This was a revisit, read in serial with the Victorians group on Goodreads. North and South (1854–55) is Elizabeth Gaskell (1810–65)’s fourth novel, and one of her best known ones, also adapted for TV three times, most recently a BBC series in 2004. As the story opens, eighteen-year-old Margaret Hale who has been brought up mostly in London by her aunt Mrs Shaw, is preparing to return home after her cousin’s wedding. Home is Helstone, a small rural parsonage in the South where her parents live and her father serves as vicar. When she returns, she finds the rural idyll she had remembered, at least as far as the place is concerned, but inside her home, things are a little different. Her parents don’t seem to be getting along as they should though they do love each other, and quite soon after settling in, she finds her father is giving up the living because of doubts about the church, and they must relocate to Milton Northern, a dusty, grey, smoky industrial town in the north (based on Manchester), where life is busy, fast, and completely opposite to the peace and calm of Helstone. Here Mr Hale is to tutor pupils in the classics. Among these is a much older pupil, a millowner, John Thornton who had to give up his education to support his family, and now having made a success of his business wishes to start again. Margaret when she arrives has no high opinion of tradespeople, or of Milton in general.
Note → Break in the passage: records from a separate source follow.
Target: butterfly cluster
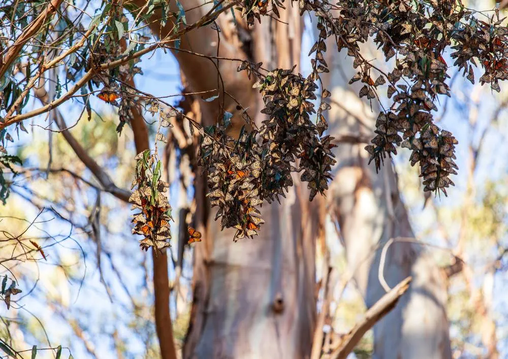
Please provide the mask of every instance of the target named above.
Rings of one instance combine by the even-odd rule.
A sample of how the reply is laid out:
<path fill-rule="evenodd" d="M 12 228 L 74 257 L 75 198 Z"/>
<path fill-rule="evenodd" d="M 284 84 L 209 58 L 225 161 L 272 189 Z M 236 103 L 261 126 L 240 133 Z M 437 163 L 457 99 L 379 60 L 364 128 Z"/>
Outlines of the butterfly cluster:
<path fill-rule="evenodd" d="M 403 144 L 412 151 L 411 165 L 420 165 L 424 190 L 446 195 L 446 188 L 454 184 L 449 176 L 458 169 L 454 161 L 458 142 L 433 122 L 439 95 L 451 95 L 443 54 L 451 48 L 453 65 L 463 70 L 463 76 L 472 83 L 473 67 L 483 68 L 480 82 L 490 83 L 499 91 L 498 81 L 508 78 L 508 29 L 501 24 L 504 19 L 496 11 L 486 16 L 487 22 L 478 20 L 460 0 L 342 0 L 333 6 L 321 0 L 299 3 L 301 13 L 313 11 L 318 18 L 319 36 L 311 50 L 315 52 L 314 78 L 328 71 L 323 52 L 331 37 L 338 51 L 345 48 L 354 59 L 358 72 L 350 84 L 363 83 L 360 97 L 378 99 L 379 87 L 385 85 L 388 97 L 393 97 L 390 108 L 378 116 L 372 144 L 365 148 L 376 170 Z M 360 53 L 360 44 L 369 38 L 387 61 L 395 57 L 388 73 Z M 327 93 L 323 91 L 324 98 Z"/>
<path fill-rule="evenodd" d="M 6 305 L 7 306 L 7 309 L 11 308 L 11 296 L 19 294 L 22 291 L 19 288 L 16 288 L 16 281 L 13 280 L 11 284 L 7 287 L 7 276 L 4 277 L 2 282 L 2 296 L 4 296 L 4 301 Z"/>
<path fill-rule="evenodd" d="M 171 206 L 165 194 L 169 185 L 161 179 L 161 161 L 149 150 L 135 158 L 137 160 L 136 177 L 131 188 L 137 188 L 129 202 L 132 204 L 132 210 L 141 211 L 133 215 L 131 222 L 134 227 L 132 233 L 144 237 L 139 241 L 141 249 L 147 251 L 153 247 L 162 250 L 170 246 L 168 241 L 171 238 L 169 223 L 173 220 Z"/>
<path fill-rule="evenodd" d="M 200 129 L 198 164 L 208 172 L 207 196 L 218 207 L 215 219 L 220 218 L 222 229 L 237 230 L 235 241 L 258 234 L 264 223 L 259 206 L 285 197 L 292 173 L 303 172 L 300 180 L 307 182 L 311 201 L 328 188 L 335 162 L 333 138 L 323 136 L 323 128 L 311 120 L 315 83 L 293 73 L 294 68 L 264 75 L 260 67 L 244 61 L 238 68 L 258 79 L 253 87 L 267 115 L 260 127 L 244 110 L 246 126 L 237 139 L 228 136 L 225 122 Z"/>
Both these things change as we move along in the story following two sets of threads, one involving Margaret’s personal opinions and relationships, both with Mr Thornton who begins to admire and love her (a thread that moves somewhat similarly to Elizabeth Bennet and Mr Darcy’s story in Pride and Prejudice), and the Higginses, a family of workpeople who Margaret befriends, and through whom she begins to get a better idea of life in Milton. Nicholas Higgins and his daughter Bessy both work in factories, and Bessy is suffering a fatal illness as a result of the fluff in the factories which most millowners have not taken precautions to address. Through these relationships and interactions, we move into the social threads of the story which explore working conditions in factories, wages and strikes, but most importantly relations between millowner and workmen who each need and rely on each other, and yet seem to think that their interests are at odds with each other. Margaret plays a role in these threads of the story too, being in a position to hear both sides of the story, the millowners concerns and genuine problems (such as cheaper goods becoming available) that the workmen don’t see, and the workpeople’s plight—from living and working conditions and wages, to lack of a voice at the workplace.
As the novel moves on, Margaret begins to see the merits and demerits of life in industrial Milton and rural Helstone and to realise that neither is entirely better or worse than the other, going from one who was critical of Milton, to one who can defend its ways. Alongside, Mr Thornton and Higgins—millowner and workman—begin to understand each other a little better, Mrs Gaskell making the point that both in personal relationships, or matters of work, understanding the other side and communication are key—these can mitigate even if not resolve many a situation.
Though difference, between north and south, scholar and industrialist, millowner and workman, etc is central in the book, it isn’t the only theme, other threads, of personal relationships, the Hale family’s own difficulties—Margaret’s brother Frederick’s story, the Shaws and Lennoxes’ (Margaret’s cousin has married Captain Lennox) stories and lives are also part of the book, and bring in both anxious and lighter moments.
Margaret is a strong young woman, and in much of the book finds herself having to bear a lot of responsibility and burden which she does very well; but she has to face her own prejudices, overcome them in order to become a better person. Mr Thornton too, a self-made man has his flaws, in the way he sees his workmen particularly, and changes too as things move along. Nicholas Higgins shows that perhaps we end up applying stereotypes when considering workmen. The other characters, Mr and Mrs Hale, and Mrs Thornton might give us a lot to fault them for (the latter only her harshness, perhaps, but that too is understandable), but are well drawn out characters, as are most of the others.
The ending of the book is a touch rushed, and one might feel like there was room for more, but overall, this is a really good read, one I’ve enjoyed each time I’ve read it!